Political scientist and author Virginia Eubanks wrote a book about predictive algorithms. Called “Automating Inequality: How high tech tools profile, police and punish the poor,” it chronicles the issues of these predictive tools in three places, one of them Allegheny County and its Family Screening Tool.
“Faith that big data, algorithmic decision-making, and predictive analytics can solve our thorniest social problems—poverty, homelessness, and violence—resonates deeply with our beliefs as a culture. But that faith is misplaced," Eubanks wrote in an article in Wired magazine. "These grand hopes rely on the premise that digital decision-making is inherently more transparent, accountable, and fair than human decision-making. But, as data scientist Cathy O’Neil has written, ‘Models are opinions embedded in mathematics.'’'
She goes on to say: "Allegheny County has an extraordinary amount of information about the use of public programs. But the county has no access to data about people who do not use public services. Parents accessing private drug treatment, mental health counseling, or financial support are not represented in DHS data. Because variables describing their behavior have not been defined or included in the regression, crucial pieces of the child maltreatment puzzle are omitted from the AFST.”
Reducing racial disparities
The University of Pittsburgh hosts a task force that looks at algorithms being used by government agencies, including the Allegheny Family Screening Tool, as the use of algorithms is becoming more common.

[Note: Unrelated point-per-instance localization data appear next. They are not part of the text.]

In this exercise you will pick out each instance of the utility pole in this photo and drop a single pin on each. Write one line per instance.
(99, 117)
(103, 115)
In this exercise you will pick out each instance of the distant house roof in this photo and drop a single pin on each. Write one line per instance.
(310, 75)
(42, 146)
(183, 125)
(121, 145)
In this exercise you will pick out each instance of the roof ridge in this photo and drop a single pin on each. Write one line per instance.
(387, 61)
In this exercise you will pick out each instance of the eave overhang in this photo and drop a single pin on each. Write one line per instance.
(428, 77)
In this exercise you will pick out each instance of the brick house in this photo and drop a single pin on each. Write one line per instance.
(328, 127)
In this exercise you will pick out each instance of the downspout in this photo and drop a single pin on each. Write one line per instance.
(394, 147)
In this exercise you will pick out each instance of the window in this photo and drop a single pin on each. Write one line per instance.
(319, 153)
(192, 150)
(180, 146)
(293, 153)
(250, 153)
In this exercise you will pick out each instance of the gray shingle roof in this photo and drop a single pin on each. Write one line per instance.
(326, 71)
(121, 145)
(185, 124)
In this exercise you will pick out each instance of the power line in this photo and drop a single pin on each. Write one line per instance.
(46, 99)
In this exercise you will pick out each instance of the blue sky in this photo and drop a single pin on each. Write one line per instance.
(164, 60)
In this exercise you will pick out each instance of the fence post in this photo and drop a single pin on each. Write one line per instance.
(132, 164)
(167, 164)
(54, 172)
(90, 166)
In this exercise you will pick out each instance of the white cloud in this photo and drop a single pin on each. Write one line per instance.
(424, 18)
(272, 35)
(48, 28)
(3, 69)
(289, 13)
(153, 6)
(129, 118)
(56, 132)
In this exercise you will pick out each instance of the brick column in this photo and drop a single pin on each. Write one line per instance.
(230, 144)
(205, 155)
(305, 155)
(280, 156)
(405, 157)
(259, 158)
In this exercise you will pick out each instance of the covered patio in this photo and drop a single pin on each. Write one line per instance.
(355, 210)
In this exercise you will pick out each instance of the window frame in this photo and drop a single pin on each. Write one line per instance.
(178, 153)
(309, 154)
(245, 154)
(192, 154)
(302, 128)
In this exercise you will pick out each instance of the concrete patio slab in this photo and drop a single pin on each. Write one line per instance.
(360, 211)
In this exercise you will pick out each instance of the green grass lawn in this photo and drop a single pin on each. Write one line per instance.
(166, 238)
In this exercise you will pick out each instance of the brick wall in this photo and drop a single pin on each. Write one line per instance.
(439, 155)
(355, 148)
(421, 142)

“As I think about that system and others, I’ve had this kind of framing in my mind, of what is the thing that it’s replacing? What was the legacy, human decision-making process? Is this thing offering benefit? And for the screening tool, the county has shown some data that it has reduced racial disparities. We want that in a system like this,” said Chris Deluzio, who works on that task force and is the policy director at Pitt’s Institute for Cyber Law, Policy, and Security.
The task force is currently working on a report about the child welfare algorithm, to be published this year. In an independent ethical analysis of the tool, two professors "concluded the tool is ethically appropriate, particularly because its accuracy exceeded the alternatives at the time and there would be ethical issues in not using the most accurate measure," according to Allegheny County's DHS.
The state backs the tool as well: "The Department of Human Services supports Allegheny County’s efforts to protect children and strengthen families. DHS has taken some initial steps to research predictive risk modeling, but there are no immediate plans to develop a statewide model," said spokesperson Erin James.